Cambridge Develops E-Portfolio Refinement

Posted: September 29, 2005 at 1:00 am, Last Updated: November 30, -0001 at 12:00 am

By Stephanie Hay

Darren Cambridge, assistant professor of Internet studies and information literacy in New Century College, is a technical advisory board member to the Instructional Management System (IMS) Learning Consortium. For the past two years, he has worked to develop a specification that would allow users’ e-portfolios to be more versatile and universally applicable.

“The e-portfolio was incredibly powerful for me to bring coherence to my many educational experiences I was having in the early part of graduate school,” says Cambridge. “Having a way to capture and organize all of those beginnings of becoming a member of a professional community was important.

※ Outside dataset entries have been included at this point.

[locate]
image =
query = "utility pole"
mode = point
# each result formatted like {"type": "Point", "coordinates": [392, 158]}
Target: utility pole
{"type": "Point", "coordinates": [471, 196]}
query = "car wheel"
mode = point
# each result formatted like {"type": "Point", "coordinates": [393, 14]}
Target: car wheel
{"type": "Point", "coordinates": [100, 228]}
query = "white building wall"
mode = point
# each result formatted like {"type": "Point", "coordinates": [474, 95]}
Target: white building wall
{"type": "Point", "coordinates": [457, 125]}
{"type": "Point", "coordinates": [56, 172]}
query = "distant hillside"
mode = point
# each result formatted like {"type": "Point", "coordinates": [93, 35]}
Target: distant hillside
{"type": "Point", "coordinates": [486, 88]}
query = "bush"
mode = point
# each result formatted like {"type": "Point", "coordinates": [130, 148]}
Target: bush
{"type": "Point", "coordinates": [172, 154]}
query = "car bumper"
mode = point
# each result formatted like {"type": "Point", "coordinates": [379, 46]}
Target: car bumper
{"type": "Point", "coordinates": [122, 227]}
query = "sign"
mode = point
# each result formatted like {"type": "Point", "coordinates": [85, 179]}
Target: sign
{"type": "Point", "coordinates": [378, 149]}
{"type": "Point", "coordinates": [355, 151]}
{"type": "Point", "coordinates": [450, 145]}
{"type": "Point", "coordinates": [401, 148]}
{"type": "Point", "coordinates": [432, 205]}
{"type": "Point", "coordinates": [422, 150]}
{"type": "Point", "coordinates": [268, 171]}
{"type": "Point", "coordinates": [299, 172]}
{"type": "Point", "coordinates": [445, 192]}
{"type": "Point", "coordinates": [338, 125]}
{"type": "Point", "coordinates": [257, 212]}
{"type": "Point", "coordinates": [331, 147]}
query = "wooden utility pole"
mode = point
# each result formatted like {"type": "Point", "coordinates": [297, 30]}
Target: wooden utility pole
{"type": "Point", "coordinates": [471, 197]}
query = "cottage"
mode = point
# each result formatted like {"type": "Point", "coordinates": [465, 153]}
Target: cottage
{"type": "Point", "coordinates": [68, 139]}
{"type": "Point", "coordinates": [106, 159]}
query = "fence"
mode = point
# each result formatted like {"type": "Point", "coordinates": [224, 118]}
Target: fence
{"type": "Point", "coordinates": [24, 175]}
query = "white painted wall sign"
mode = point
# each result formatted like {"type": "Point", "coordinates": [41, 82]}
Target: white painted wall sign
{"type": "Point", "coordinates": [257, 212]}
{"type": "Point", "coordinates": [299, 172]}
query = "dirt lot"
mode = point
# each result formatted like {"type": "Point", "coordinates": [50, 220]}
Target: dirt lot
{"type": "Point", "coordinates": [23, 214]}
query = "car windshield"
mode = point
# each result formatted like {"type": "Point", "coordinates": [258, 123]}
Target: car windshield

“I later realized that, to have maximum value, individuals shouldn’t just have to keep e-portfolios in a single university or educational course. It ought to be a document that is used throughout life in lots of ways. That’s the vision and potential I see e-portfolios as having.”

He cites the 58 percent of students who take college-level courses at more than one institution as a driving factor to create a universal program for e-portfolios that will help students track their own learning, but can extend beyond their education.

“People can document and organize their experiences in school, in their personal lives and in their professional lives,” he said.

While completing his PhD at the University of Texas at Austin, Cambridge spearheaded the development of a software program called the Learning Record Online that supports e-portfolios. This development was a first step to a larger initiative to unify e-portfolios. Aiming to accomplish that goal is the independent Open Source Portfolio Initiative; Cambridge serves on its board.

In July, Cambridge and his IMS group released their final version, which allows users’ e-portfolios to follow them wherever they go. He travels to England next month for a gathering of software developers from around the world who are implementing the specification.

What’s next?

“It’s done and out there now, so we need to cultivate relationships with vendors and market the ePortfolio to students and organizations and also document best practices to affect future revisions,” he says.

Also on the horizon is an empirical study on how people use the e-portfolios based on Cambridge’s involvement with the eFolio Minnesota Project, involving more than 35,000 users.